Bukankah sia-sia usaha selama ini untuk meningkatkan
ekonomi tidak berdampak pada kebahagiaan?, Studi sejarah bahkan menyatakan kita
saat ini tidak lebih bahagai dari pada nenek moyang berburu pengumpul kita;
Kita lebih menderita. Bagaiman anda melihat tulisan di belakang truk
"piye, enak jamanku toh!". Lalu untuk apa pertumbuhan ekonomi? Sampai
kapan ekonomi harus tumbuh? Sampai kapan kita salah arah? Dampak dari
pertumbuhan ekonomi menjadi beban bagi bumi dan penghuninya, alam menglami
kerusakan, ekosistem terganggu, menyempitnya tempat layak huni, akibat
pencemaran lingkungan.
Dalam revolusi industri yang ke 4.0, manusia
dijanjikan kehidupan yang lebih baik, semua aktifitas kita ditentukan oleh para
rabi di Silicon Valley. Kecerdasan buatan pada smartphone dan fitur kemudahan
yang ada, apakah mampu memberi kebahagiaan?,
Testimoni yang saya lakukan untuk mencari motif seseorang menggunakan
Instragram menunjukan jawaban yang cukup mencengangkan "takut".

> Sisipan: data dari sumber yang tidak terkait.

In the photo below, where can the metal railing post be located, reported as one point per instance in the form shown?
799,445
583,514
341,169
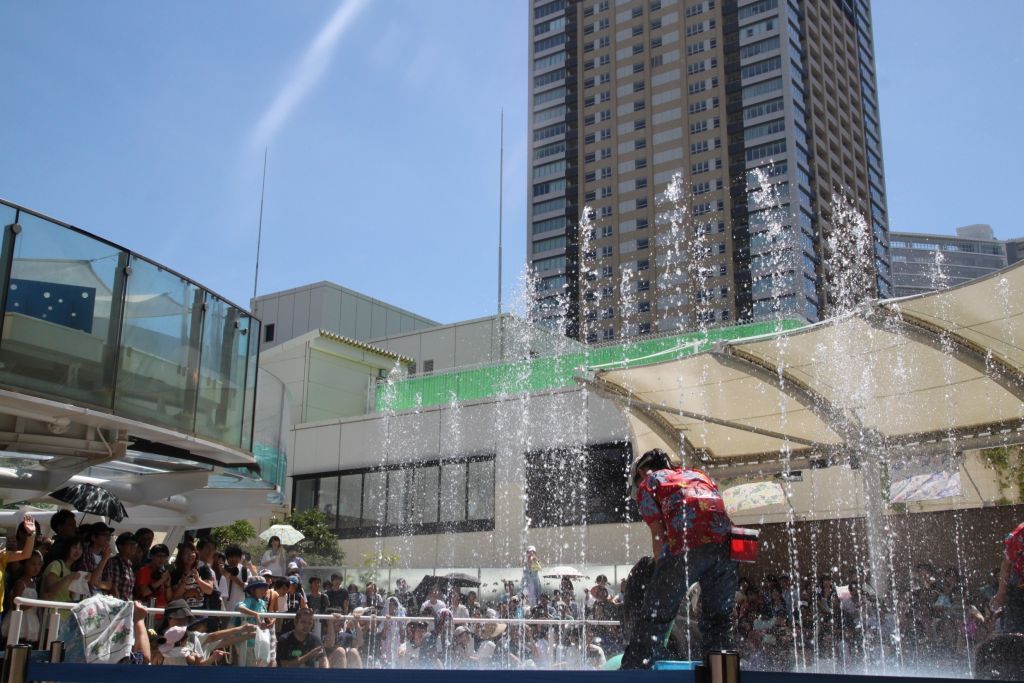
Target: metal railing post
15,667
14,634
54,628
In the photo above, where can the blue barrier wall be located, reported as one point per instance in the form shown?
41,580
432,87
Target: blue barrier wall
72,673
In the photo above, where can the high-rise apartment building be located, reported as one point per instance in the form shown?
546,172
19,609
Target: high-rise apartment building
626,93
925,262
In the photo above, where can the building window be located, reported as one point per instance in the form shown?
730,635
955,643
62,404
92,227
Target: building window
602,469
434,497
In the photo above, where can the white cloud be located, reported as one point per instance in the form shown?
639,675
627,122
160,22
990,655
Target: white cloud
307,74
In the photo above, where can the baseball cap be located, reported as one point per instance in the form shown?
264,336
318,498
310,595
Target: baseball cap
127,537
177,609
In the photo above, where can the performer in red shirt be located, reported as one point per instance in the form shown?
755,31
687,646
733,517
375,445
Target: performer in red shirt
689,530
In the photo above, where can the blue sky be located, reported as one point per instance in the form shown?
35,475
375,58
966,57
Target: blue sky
145,123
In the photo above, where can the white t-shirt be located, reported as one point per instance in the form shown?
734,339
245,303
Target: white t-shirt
436,605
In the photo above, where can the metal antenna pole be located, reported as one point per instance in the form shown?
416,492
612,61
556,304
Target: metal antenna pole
501,198
259,233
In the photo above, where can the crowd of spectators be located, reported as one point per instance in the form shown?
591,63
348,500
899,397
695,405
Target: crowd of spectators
833,622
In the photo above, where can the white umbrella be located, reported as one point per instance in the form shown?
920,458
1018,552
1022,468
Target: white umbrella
289,535
752,496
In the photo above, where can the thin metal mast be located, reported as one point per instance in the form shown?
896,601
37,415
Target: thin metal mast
501,198
259,233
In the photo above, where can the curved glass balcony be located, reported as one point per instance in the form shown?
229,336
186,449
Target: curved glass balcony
89,323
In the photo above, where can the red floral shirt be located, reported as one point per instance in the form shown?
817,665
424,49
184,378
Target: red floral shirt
689,506
1015,554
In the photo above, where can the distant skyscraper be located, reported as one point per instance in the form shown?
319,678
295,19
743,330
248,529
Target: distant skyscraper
924,262
625,93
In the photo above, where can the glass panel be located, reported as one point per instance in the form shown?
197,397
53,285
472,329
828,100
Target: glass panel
349,501
373,499
7,217
304,494
222,373
481,489
157,373
252,333
327,499
453,494
397,496
58,334
425,501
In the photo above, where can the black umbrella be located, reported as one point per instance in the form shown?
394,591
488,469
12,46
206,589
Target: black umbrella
92,500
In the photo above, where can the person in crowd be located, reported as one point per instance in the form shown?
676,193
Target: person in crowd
689,530
354,597
97,553
433,601
531,577
25,587
295,558
300,647
459,610
1010,596
274,557
173,648
208,648
185,581
391,633
472,606
206,550
118,578
316,599
403,594
153,583
252,606
336,591
294,596
58,575
65,531
144,537
342,642
463,648
373,599
600,583
413,653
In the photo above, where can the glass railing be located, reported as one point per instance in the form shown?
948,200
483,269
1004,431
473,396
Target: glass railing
93,324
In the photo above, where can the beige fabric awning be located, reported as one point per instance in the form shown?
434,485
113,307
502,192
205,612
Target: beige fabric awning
913,372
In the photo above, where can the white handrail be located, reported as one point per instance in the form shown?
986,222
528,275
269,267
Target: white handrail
51,604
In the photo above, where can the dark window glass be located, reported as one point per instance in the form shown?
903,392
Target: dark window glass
574,485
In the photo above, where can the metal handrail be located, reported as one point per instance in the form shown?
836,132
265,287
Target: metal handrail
19,602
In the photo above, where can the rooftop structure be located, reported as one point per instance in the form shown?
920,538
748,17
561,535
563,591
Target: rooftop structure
324,305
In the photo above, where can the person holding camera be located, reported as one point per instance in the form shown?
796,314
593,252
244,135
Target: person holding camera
154,581
8,555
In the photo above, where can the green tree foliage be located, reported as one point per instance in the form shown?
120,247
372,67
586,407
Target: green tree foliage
238,534
321,545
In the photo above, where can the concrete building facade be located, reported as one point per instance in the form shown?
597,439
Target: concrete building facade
626,93
328,306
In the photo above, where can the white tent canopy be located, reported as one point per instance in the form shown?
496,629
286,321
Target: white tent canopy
914,372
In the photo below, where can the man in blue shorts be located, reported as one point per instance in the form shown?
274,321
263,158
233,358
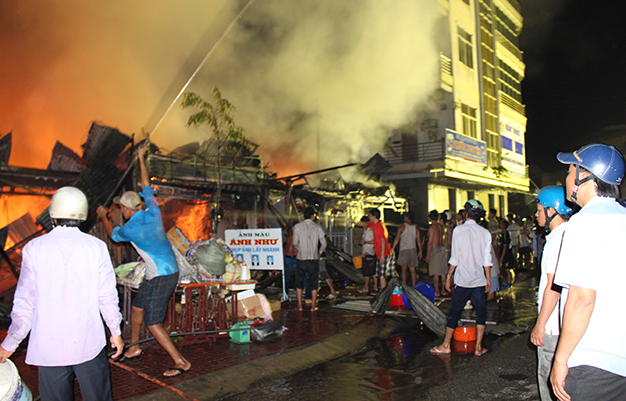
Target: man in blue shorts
470,263
144,229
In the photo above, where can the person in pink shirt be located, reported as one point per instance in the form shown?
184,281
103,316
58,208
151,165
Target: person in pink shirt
66,288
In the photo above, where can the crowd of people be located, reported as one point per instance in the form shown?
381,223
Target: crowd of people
580,338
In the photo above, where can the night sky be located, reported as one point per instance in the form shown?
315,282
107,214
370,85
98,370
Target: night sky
575,84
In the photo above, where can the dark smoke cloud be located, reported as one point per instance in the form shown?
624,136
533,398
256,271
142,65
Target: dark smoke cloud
315,83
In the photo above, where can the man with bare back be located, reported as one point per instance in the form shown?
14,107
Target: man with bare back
409,239
436,256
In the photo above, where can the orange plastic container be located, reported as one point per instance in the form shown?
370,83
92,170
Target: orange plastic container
464,333
463,347
396,300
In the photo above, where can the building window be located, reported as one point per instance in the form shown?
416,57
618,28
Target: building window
465,48
510,82
469,120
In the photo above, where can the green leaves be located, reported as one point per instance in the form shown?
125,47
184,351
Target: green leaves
217,116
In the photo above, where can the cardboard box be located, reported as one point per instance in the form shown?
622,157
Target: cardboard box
275,304
178,239
248,308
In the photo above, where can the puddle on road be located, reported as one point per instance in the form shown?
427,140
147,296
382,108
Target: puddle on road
399,367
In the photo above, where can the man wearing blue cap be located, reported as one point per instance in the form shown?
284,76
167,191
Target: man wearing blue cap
553,214
590,360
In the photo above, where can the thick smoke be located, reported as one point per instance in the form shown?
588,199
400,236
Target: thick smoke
316,84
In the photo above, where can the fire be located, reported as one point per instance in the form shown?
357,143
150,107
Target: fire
12,207
193,220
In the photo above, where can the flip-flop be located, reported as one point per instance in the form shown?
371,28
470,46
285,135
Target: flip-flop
129,358
179,370
482,352
437,351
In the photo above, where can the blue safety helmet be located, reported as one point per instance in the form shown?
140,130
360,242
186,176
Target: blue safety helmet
473,204
553,196
603,161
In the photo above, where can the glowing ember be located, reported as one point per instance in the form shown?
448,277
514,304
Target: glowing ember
193,220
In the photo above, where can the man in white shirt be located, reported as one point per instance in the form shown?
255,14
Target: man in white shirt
308,239
590,360
66,289
553,214
470,262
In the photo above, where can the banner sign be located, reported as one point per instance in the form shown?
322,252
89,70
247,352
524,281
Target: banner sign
261,249
465,147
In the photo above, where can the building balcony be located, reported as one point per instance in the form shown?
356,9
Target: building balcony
398,153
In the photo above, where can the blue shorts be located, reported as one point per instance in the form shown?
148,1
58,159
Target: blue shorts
304,268
386,268
460,296
153,297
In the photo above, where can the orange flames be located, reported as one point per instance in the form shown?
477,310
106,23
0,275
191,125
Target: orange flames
12,207
193,220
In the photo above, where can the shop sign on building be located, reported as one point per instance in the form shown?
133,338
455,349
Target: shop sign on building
261,249
465,147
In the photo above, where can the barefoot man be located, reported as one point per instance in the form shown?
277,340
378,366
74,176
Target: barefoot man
471,265
436,256
145,230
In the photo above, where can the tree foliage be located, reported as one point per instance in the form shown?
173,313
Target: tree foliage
219,117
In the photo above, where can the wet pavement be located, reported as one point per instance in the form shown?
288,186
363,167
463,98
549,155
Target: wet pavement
396,367
400,367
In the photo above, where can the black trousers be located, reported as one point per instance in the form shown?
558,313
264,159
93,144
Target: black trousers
591,383
56,383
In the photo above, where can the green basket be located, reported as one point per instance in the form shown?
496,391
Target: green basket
240,336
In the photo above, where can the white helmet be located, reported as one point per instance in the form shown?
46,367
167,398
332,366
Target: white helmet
68,203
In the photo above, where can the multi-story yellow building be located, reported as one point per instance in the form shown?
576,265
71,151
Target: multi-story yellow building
471,144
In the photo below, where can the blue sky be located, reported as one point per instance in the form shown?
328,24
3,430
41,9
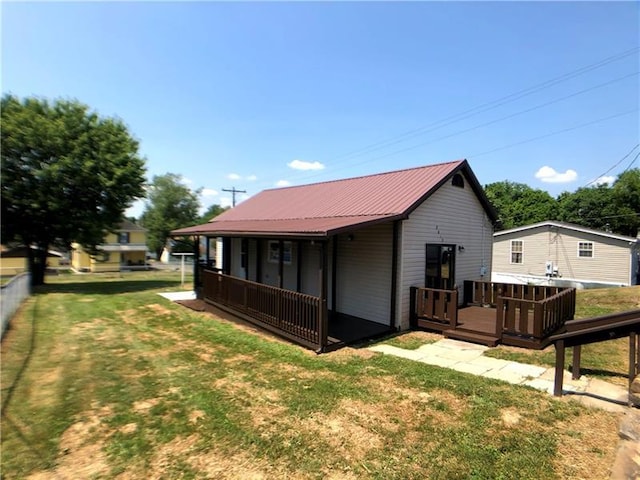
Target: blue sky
259,95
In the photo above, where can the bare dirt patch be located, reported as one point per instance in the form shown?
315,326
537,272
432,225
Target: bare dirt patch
143,406
585,448
348,353
81,452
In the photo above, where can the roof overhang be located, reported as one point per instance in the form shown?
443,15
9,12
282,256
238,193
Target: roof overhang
294,228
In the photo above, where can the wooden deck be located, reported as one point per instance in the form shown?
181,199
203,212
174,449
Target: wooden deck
475,324
518,315
348,330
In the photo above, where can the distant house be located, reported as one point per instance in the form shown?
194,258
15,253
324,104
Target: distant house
311,262
15,260
126,248
557,253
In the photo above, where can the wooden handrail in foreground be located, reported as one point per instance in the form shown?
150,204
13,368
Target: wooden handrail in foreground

Ini membuktikan bahwa efek FOMO (fear missing out) melanda penduduk dunia. Salah
satu kelemahan dari smartphone dan internet, mereka adalah sumber gangguan
konstan, dan mayoritas apa yang mengalihkan perhatian kita adalah sesuatu yang
tidak penting. Sumber komoditi yang mahal saat ini adalah perhatian. Semua situs
dan aplikasi yang beredar di dunia maya, berlomba untuk mendapatkan perhatian
kita, orang-orang psikologi berperan sentral dalam mendisain aplikasi dan web,
spesialis dalam memegang perhatian orang. Psikologi telah menjerumuskan
kemanusian dalam lembah penderitaan.
Mayoritas pengguna teknologi saat ini merupakan
orang-orang yang mengalami emosi negatif,
ini pemicu yang sangat kuat dan sangat berpengaruh dalam rutinitas sehari-hari.
Perasan bosan, kesepian, frustasi,
kebingungan dan keraguan sering menghasilkan rasa tidak nyaman dalam diri,
sehingga mendorong tindakan yang nyaris spontan dan sering kali tanpa
pertimbangan untuk meredam sensasi negatif tersebut. Tingginya penggunaan sosial media menandakan tingkat kecemasan dan
depresi yang tinggi. Ketersediaan akses yang tidak terbatas malah berdampak
kecemasan pada manusia. Apakah ini dapat menjadi tanda kemajuan, keberhasilan, kemenangan
manusia? Butuh berapa revolusi industri lagi untuk membebaskan manusia?. Revolusi
bioteknologi dan internet of things menjadi perangkap bagi kemanusian.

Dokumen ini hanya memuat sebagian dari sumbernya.